Okay, so it wasn't all that surprising, to see the Blues get eliminated last night. You get down three games to none, and you're going to get eliminated. It's just going to happen. I was hoping that they could avoid the sweep, but it wouldn't have mattered anyway. The Blues were toast.
It was, however, more than a little sad to see, not only because I now have absolutely no interest whatsoever in watching any more hockey games, but because the Blues finally played their game last night.
I wrote yesterday about how tentative
the Blues looked, how they looked downright scared of making a mistake. They played back on their heels, letting Vancouver dictate the tempo and tone. In short, the Blues didn't play what we've come to know this season as Blues Hockey.

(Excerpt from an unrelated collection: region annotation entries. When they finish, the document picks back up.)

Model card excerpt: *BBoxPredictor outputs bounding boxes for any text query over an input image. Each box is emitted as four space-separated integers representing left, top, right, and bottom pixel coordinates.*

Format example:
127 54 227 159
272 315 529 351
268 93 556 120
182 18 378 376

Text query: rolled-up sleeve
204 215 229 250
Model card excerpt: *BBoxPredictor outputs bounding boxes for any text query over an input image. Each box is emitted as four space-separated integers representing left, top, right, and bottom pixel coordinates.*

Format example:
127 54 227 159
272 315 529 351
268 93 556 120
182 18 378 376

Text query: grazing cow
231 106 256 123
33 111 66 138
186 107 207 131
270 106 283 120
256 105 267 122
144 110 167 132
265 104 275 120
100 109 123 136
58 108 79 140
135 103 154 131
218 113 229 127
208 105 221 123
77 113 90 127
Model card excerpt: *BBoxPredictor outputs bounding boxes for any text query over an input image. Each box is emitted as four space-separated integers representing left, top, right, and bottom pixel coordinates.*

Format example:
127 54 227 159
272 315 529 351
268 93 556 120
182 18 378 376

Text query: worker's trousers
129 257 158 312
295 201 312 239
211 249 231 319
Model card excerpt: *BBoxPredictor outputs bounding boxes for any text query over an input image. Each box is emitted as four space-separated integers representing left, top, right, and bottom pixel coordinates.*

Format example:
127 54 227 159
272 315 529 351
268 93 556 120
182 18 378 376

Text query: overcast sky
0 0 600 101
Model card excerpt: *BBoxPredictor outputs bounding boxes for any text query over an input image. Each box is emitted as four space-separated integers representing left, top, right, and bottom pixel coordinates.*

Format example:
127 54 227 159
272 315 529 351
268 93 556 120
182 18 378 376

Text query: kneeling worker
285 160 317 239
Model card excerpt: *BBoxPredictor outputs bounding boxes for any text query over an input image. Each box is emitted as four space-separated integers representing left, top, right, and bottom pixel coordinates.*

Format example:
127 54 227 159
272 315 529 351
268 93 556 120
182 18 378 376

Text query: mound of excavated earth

Last night, they finally did. They crashed the net on Roberto Luongo consistently all night long, forcing him to make save after save, putting traffic in front and attacking, always attacking. The net result? Well, Luongo did what great goalies occasionally do: he stood on his head and stopped everything that came his way.
In the end, though, I can stand to lose like that. Luongo is the top goaltender in all of hockey (Martin Brodeur be damned; he gets caught out of position handling the puck way too often for my taste), and he played like it. You play your game, and you get beaten, hold your head up high. Tip your cap to your opponent, and go home proud. It happens. The way the Blues played in the first three games of this series is fit only to serve as a lesson as to what happens when you forget who you are. The way they played last night, they can look at that game and have no regrets.
So congratulations to the Blues. They made an historic run to make the playoffs when everyone had written them off. This is a young team, just now on the rise, and there will be better days ahead. Congratulations also to Andy Murray
, who was recently named the Coach of the Year by Phil Esposito on his radio show
. (It's funny, but that sentence somehow makes it seem like not a real honor at all, when it actually is.) He's probably the favorite to win the Jack Adams award as well, which is the official NHL coach of the year award.
At the very least, the Blues and their ownership can be proud of one thing, if nothing else: after the lockout, and the awful end to the Laurie ownership era, and a couple years of truly brutal play, hockey is back in St. Louis, and in a big way.